Wow, this thread moved quickly! I’ve seen the doomsday predictions that AI is going to kill all the programming jobs. I’ve given it a good deal of thought, and come to the conclusion that it likely won’t. Some of the low level jobs at the bottom rung of the ladder, maybe, but almost certainly not the jobs higher up. Here’s why…
The big misconception is that writing code takes a lot of time. Not true! Good code (like a good song) typically happens quickly. What is time consuming is testing. That’s the tricky part, to decide if the thing you wrote does what you think it does/intended to do and figure out how it reacts to edge cases that you didn’t think of (aka the real gotcha). That part is really hard. It’s hard because the definition of success and failure is a multi-faceted thing that would be difficult to describe to a computer in language that is actionable to AI. Then, assuming you could tell the AI what success and failure even looks like, you may have to get it to interact with a number of analysis tools in complex ways to interpret the data. After all that, the AI needs to explain it’s analysis to whatever meatbag is actually giving this work the green light.

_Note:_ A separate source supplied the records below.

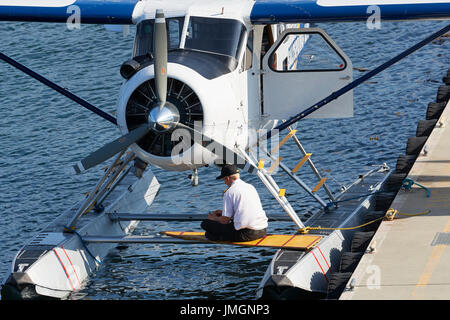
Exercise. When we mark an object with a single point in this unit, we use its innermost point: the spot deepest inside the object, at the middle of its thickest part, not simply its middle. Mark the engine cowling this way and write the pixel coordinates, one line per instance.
(208, 105)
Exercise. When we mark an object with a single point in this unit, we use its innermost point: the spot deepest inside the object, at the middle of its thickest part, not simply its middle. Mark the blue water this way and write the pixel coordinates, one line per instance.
(43, 133)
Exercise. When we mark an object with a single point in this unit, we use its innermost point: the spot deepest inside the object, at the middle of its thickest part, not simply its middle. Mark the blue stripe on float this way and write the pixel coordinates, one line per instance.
(274, 11)
(101, 12)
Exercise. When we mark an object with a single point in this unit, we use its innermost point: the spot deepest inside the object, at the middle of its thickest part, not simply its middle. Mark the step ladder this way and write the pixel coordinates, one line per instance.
(277, 162)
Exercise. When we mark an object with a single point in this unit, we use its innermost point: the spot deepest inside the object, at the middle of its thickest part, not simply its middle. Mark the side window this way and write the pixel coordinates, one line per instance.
(306, 52)
(174, 33)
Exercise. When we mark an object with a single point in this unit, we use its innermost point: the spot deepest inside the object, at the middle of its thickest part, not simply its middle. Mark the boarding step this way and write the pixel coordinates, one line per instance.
(177, 217)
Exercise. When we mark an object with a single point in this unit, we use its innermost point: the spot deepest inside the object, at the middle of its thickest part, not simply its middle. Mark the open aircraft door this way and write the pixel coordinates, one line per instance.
(302, 67)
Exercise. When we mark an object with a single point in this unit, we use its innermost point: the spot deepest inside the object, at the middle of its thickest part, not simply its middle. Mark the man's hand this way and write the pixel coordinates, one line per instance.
(214, 215)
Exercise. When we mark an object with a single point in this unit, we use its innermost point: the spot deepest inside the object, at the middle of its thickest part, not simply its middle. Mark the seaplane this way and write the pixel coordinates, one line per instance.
(208, 83)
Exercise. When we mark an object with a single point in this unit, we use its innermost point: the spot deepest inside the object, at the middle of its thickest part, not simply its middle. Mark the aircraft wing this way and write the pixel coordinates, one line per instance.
(274, 11)
(90, 11)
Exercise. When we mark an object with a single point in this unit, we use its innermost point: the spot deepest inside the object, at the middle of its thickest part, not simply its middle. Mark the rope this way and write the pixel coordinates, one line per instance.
(71, 230)
(408, 183)
(390, 214)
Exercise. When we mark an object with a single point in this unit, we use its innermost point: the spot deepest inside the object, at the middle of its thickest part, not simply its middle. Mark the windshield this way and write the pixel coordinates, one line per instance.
(144, 35)
(222, 36)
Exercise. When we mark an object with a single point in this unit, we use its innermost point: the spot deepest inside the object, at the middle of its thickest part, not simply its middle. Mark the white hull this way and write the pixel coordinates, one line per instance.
(57, 263)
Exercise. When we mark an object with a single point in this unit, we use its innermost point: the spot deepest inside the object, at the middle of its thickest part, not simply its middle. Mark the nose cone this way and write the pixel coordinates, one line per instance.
(163, 117)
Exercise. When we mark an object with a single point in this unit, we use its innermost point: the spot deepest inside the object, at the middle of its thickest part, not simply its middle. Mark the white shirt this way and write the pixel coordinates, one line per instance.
(241, 203)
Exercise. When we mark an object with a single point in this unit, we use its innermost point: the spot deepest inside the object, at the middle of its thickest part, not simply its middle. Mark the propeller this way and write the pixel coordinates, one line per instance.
(164, 116)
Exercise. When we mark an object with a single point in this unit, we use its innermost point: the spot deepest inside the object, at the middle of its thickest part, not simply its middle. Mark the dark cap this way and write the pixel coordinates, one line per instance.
(228, 170)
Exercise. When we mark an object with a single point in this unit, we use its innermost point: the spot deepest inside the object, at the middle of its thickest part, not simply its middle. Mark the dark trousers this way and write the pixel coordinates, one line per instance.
(216, 231)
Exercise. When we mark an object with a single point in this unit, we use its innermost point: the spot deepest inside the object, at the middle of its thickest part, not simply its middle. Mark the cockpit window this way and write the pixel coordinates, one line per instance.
(222, 36)
(144, 35)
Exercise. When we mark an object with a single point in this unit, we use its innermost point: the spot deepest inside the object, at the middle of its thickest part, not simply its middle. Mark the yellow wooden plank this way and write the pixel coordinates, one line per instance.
(321, 182)
(301, 163)
(296, 241)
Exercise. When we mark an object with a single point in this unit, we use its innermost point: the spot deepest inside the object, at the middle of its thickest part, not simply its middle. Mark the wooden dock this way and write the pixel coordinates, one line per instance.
(411, 260)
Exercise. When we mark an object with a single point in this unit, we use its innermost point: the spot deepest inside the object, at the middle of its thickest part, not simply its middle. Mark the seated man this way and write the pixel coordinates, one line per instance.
(242, 218)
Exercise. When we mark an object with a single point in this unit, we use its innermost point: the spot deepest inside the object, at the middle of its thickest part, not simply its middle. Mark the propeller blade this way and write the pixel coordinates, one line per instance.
(160, 49)
(110, 149)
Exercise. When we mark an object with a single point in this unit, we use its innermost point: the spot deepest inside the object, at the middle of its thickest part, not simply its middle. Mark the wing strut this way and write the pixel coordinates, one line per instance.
(57, 88)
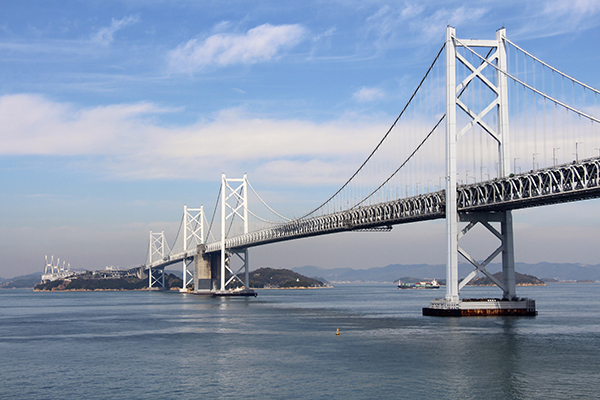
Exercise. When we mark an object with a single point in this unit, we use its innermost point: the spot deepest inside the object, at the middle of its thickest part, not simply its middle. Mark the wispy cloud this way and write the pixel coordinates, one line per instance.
(365, 94)
(416, 23)
(105, 36)
(262, 43)
(130, 143)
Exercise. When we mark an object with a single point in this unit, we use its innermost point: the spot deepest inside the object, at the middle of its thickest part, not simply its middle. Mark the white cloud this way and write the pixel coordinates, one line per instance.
(130, 143)
(262, 43)
(368, 94)
(105, 35)
(388, 26)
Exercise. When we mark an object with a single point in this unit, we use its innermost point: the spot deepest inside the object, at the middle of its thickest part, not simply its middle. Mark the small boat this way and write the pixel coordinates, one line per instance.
(433, 284)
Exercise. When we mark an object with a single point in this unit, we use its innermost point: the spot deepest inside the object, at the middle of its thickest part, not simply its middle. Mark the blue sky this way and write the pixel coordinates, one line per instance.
(117, 113)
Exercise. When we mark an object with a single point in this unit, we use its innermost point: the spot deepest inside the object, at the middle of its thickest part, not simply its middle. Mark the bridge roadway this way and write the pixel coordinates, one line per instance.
(559, 184)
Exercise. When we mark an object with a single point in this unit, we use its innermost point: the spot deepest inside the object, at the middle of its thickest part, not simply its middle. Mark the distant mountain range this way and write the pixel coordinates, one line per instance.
(391, 273)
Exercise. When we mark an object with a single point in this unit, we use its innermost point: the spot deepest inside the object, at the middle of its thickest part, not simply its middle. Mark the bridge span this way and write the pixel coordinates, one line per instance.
(454, 129)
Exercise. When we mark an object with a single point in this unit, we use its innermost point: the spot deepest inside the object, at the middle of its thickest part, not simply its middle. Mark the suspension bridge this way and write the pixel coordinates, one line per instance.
(490, 128)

After that, you’re done and you can trust it, right? No, that’s where the really deep rabbit hole begins. Because then, you have to ask yourself did the AI analyze the data in the way you wanted, did it’s error metrics respect what you requested, did it test the edge cases, did it try to break the code, did it rig the implementation just to pass the given tests, and so on. Setting up all of that and then going back and double checking all of this would be effort commensurate to just having a trained human write the thing.

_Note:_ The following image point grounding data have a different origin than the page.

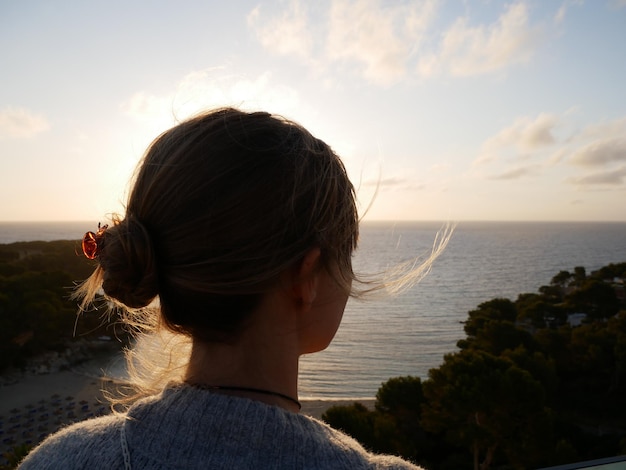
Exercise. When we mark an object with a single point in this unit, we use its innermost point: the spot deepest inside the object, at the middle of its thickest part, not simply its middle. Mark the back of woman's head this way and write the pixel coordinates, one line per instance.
(221, 206)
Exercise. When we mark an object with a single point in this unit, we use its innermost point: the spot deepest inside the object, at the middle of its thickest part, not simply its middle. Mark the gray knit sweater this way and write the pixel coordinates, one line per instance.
(189, 428)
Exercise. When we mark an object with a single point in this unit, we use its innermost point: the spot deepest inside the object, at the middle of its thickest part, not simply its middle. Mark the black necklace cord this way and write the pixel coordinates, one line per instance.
(260, 391)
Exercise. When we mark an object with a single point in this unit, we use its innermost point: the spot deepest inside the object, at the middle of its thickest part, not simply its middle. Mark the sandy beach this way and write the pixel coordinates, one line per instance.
(37, 405)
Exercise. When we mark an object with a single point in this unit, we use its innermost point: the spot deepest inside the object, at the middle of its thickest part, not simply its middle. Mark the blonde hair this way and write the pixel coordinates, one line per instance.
(221, 206)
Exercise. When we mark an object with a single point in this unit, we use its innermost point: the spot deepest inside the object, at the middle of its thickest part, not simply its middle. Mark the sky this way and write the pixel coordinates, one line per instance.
(440, 109)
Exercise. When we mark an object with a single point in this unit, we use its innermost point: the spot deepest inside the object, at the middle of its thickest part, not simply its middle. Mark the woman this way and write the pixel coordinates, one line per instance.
(238, 234)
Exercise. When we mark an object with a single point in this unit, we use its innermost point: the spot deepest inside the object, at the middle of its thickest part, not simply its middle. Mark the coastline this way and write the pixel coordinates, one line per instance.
(36, 405)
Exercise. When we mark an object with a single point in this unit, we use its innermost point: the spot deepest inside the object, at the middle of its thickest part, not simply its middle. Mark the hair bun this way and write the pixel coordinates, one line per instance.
(129, 264)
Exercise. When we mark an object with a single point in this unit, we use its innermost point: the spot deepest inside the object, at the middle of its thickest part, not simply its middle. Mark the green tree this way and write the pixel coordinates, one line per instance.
(485, 404)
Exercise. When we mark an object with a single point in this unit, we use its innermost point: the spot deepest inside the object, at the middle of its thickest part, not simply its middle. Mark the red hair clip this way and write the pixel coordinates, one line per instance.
(92, 240)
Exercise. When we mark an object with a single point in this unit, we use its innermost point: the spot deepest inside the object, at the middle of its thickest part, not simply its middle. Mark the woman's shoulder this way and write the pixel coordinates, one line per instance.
(94, 442)
(337, 446)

This neglects the really scary stuff like AI hallucinations, which can have all manner of fun implications, and the computer security aspect (which is such a hilarious nonstarter as to render all previous discussion irrelevant). And assuming all of this worked (a really, really big IF), all you’d have is a black box tool that no one on your team actually understands, and they can’t modify it fix it. How valuable is that to management? Oh yeah, and did the AI write coherent documentation? If not, you’re shit out of luck.
I would trust an AI to do highly algorithmic, simple, linear tasks, similar to what I’d expect of a kid fresh out of undergrad. Which is to say not much and not without lots of oversight.